President Trump granted the first presidential pardon of his term to Sheriff Joe Arpaio. The 85-year-old sheriff was found guilty in July of ignoring a court order prohibiting him from detaining people based solely on suspicions about their immigration status, according to news sources.
Political scientist, Jeffry Crouch’s Book on the Pardon Power, explains the purpose and structure of extending a pardon: Pardons are granted for two reasons. Pardons are granted, “to either provide mercy or correct a miscarriage of justice, in an individual case; or on more general grounds based on public policy.”
“Trump chose a politically polarizing anti-immigration sheriff as the recipient of his first pardon–the kind of controversial grant of clemency recent presidents have reserved for the 11th hour rather than their first act, according to USA Today.
Presidents have the power to pardon elderly convicts. The Bureau of Prisons’ compassionate release program grants sentence reductions for elderly inmates over the age 65 or has served 50% of their sentence.
Per the Washington Post, Trump’s pardon of Arpaio does not fit either category very well.
Did President Trump break the law? This may be problematic for President Trump in several ways. Arpaio didn’t meet the Justice Department guidelines for a pardon. Arpaio has not been sentenced yet; his hearing was set for October. More importantly, he hadn’t expressed remorse and he hadn’t even applied to the Office of Pardon Attorney, reported by USA Today.
According to the Department of Justice of the office of the pardon attorney, petitions for pardons are normally considered only after five years post-conviction. It is important to note when considering a petition, the Department of Justice looks for the petitioner to provide a statement of acceptance of responsibility for the criminal conduct.
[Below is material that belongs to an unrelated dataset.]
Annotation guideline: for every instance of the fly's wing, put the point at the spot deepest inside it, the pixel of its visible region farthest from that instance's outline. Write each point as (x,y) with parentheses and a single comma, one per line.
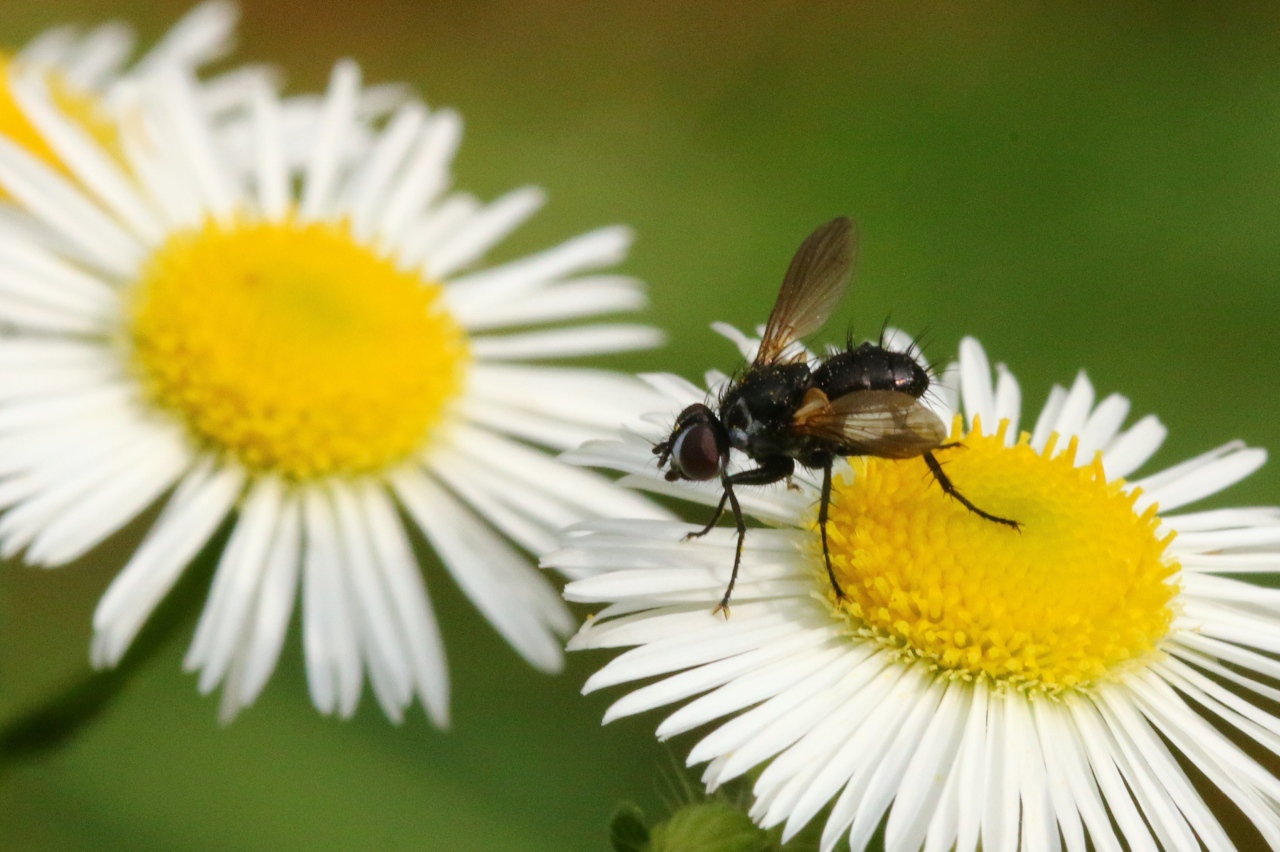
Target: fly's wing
(872,422)
(816,280)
Additionally that the petitioner made restitution to the victims.
“Pardons also serve as a check against the judicial branch, when the president feels a grave miscarriage of justice has occurred.” At his Phoenix, rally Trump appears to make the claim, that “Sheriff Joe was convicted for doing his job.”
“The problem with that, though, is that Arpaio was convicted for doing the opposite of his job. As a sworn officer of law enforcement, he violated the law and then ignored court orders designed to bring his policies in line with statutory and constitutional mandates. Two different federal judges found, respectively, that the constitutional violations committed by Arpaio’s office were broad in scope, involve its highest ranking command staff, and flow into its management of internal affairs investigations and that he willfully violated directives to correct those violations,” according to the Washington Post.
Speculations grew for months on whether or not Trump would pardon Sheriff Arpaio. President Trump reportedly asked Attorney Jeff Sessions whether it would be possible to drop the federal criminal case against Joe Arpaio. Jeff Sessions told Trump such a move would be “inappropriate but a pardon could be granted upon Arpaio’s conviction”, The Washington Post reported.
GCE obtained an exclusive interview with clemency recipient, Amy Povah, founder of Candoclemency. During our discussion, she stressed the importance of the Presidential pardon and clemency. While President Obama was in office, Povah brought worldwide attention to men and women serving long and harsh prison federal sentences. Several men and women featured on the organizations’ website received clemency.
“It’s upsetting that President Trump chose to exercise his executive pardon power for someone who has not even been sentenced yet and leapfrogged over many applications that are still pending,” said Povah. “We have a long list of cases that were neither denied or approved by President Obama.”
Earlier this year, in an article written by the Huffington Post, Povah discussed women behind bars. “Women are the fastest growing population in prison. More than one million are currently behind bars or under the control of the criminal justice system, and the rate of incarceration for women has been growing nearly twice as fast as that of men since 1985.
The war on drugs is a primary reason for this drastic increase. Many women wind up being involved in criminal acts as a result of drugs and their romantic entanglements with abusive partners, and they often pay hefty prices for this activity. Indeed, nearly 60 percent of women in federal prisons are there for drug convictions. These women often play small roles in the criminal enterprise, sometimes under significant duress, and rarely are involved in violence or have extensive prior convictions.
Although Arpaio’s pardon comes with controversy, Povah hopes that President Trump will use his power to grant clemency for the men and women that still remain in prison. Michelle West, Alice Johnson, Lavonne Roach and Shanita McKnight are just a few deserving women. Leopoldo Hernandez-Miranda, John Knock, Ricardo Riojas, Pedro Moreno and Rudolfo Arias; are all serving time for marijuana. Darryl Solomon Hope, Michael Pelletier, and William Underwood are on the list of the top 25 most deserving men.
For more information visit www.candoclemency.com and read about the top 25 men and women deserving of clemency. Information on the website includes clemency recipients of President Obama.
During President Obama’s term in office, 212 pardons and 1,715 clemency were granted. President Trump should do it, “BIG LEAGUE.”